Desde la perspectiva del liberalismo clásico, el Estado debe abstenerse de producir o dirigir la cultura y, en su lugar, asumir el papel limitado de salvaguardar la libertad. La función del Estado no es definir una cultura deseable, sino proteger las condiciones en las que los individuos puedan producir e intercambiar libremente sus expresiones culturales. Este enfoque equivale a una forma de neutralidad institucional; una neutralidad que permite que las culturas evolucionen dentro de un entorno competitivo y descentralizado.
En un contexto así, la cultura evoluciona no a través de decisiones políticas, sino mediante un proceso natural de prueba y error. Las ideas, los idiomas, los estilos artísticos y las identidades colectivas se desarrollan a través de la libre interacción, y lo que persiste no es producto de la coacción, sino el resultado de una elección humana voluntaria. Aunque este proceso pueda parecer desordenado a corto plazo, a la larga da lugar a la forma más dinámica y resiliente de orden cultural; un orden que surge desde abajo en lugar de ser impuesto desde arriba.
Por el contrario, cualquier intento del Estado por consolidar una cultura oficial conduce necesariamente a una reducción de la diversidad cultural y al surgimiento de resistencia social. En las sociedades donde la cultura se define desde arriba, se desarrollan gradualmente divisiones sociales latentes, a medida que diferentes grupos comienzan a sentirse excluidos de la narrativa oficial. Esta situación fomenta la desconfianza institucional y profundiza las divisiones étnicas, lingüísticas y religiosas.
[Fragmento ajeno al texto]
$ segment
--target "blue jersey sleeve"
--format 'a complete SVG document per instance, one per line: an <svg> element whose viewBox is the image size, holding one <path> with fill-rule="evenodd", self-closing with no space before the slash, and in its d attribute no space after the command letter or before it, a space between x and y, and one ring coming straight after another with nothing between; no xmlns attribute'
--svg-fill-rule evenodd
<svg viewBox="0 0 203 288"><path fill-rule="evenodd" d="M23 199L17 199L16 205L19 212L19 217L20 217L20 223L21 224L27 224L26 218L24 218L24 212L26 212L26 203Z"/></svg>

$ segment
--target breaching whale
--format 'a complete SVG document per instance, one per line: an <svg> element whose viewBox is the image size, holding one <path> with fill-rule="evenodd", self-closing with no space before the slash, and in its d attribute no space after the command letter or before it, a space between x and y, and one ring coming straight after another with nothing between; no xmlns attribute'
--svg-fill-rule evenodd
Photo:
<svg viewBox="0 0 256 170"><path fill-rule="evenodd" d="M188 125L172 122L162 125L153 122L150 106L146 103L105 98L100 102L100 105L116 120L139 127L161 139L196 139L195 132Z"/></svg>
En este sentido, incluso las políticas que aparentemente están diseñadas para «promover la diversidad», incluido el apoyo estatal a las lenguas locales, a menudo reproducen la misma lógica intervencionista; es decir, en lugar de permitir que las lenguas evolucionen o desaparezcan dentro del contexto natural de la interacción social, el propio Estado se involucra en determinar qué lenguas deben enseñarse y cómo deben asignarse los recursos públicos entre ellas.
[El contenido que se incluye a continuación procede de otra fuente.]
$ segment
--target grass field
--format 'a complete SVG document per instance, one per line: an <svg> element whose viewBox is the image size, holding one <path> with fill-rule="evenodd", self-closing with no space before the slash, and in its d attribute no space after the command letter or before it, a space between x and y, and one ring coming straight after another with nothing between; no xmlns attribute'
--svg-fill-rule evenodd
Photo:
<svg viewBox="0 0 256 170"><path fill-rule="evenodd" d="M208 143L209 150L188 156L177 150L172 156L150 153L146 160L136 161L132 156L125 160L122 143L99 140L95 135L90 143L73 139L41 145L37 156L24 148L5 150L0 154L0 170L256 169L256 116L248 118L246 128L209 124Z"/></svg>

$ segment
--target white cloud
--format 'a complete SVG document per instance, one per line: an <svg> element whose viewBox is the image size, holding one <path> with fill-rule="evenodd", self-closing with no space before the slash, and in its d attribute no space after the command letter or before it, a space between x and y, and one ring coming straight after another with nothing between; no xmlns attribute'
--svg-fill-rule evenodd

Este proceso, en lugar de reducir las tensiones identitarias, intensifica la competencia política por los recursos culturales y transforma el idioma, que pasa de ser un medio de comunicación y de continuidad histórica a convertirse en una bandera política y un vehículo para la formulación de reivindicaciones institucionales. Por el contrario, en un orden cultural descentralizado, estas mismas diferencias pueden convertirse en una fuente de interacción y coexistencia.
Por último, se puede concluir que la separación del Estado de la esfera cultural no es meramente una preferencia ideológica, sino una necesidad institucional para preservar la cohesión social en las sociedades pluralistas. El Estado solo puede cumplir adecuadamente su función cuando pasa de ser un «ingeniero cultural» a convertirse en un «guardián de la libertad». En tal caso, la cultura deja de ser un instrumento del poder político y se convierte en un proceso social vivo en el que no existe un único centro de control del significado.
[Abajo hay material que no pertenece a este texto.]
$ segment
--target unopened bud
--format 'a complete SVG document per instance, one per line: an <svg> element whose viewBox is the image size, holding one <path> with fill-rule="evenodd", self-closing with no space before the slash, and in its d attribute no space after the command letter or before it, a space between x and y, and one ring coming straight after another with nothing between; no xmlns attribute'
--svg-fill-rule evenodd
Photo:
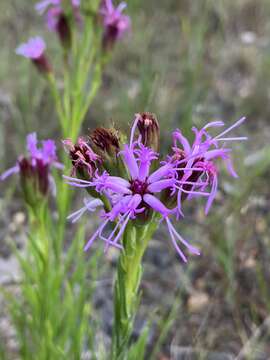
<svg viewBox="0 0 270 360"><path fill-rule="evenodd" d="M142 137L143 145L150 147L154 151L159 150L159 124L156 115L150 112L138 114L138 130Z"/></svg>
<svg viewBox="0 0 270 360"><path fill-rule="evenodd" d="M116 129L96 128L89 135L94 151L101 157L102 165L111 172L119 169L121 159L118 153L122 144Z"/></svg>
<svg viewBox="0 0 270 360"><path fill-rule="evenodd" d="M56 24L56 30L63 48L68 50L71 47L71 31L68 18L64 13L61 13L59 16Z"/></svg>
<svg viewBox="0 0 270 360"><path fill-rule="evenodd" d="M72 175L89 180L97 170L101 158L96 154L86 139L80 137L76 144L70 139L64 140L63 144L68 151L72 162Z"/></svg>
<svg viewBox="0 0 270 360"><path fill-rule="evenodd" d="M33 208L39 206L49 193L49 166L42 159L32 164L27 158L19 159L18 164L24 200Z"/></svg>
En última instancia, el liberalismo en relación con la cultura no implica indiferencia hacia los valores, sino más bien el rechazo a cualquier monopolio político sobre la producción de valores. Una sociedad que delega su cultura al Estado, en efecto, delega parte de su libertad; y una sociedad que devuelve la cultura a sus ciudadanos no solo preserva la diversidad cultural, sino que también permite una forma de convivencia más estable y menos propensa a los conflictos.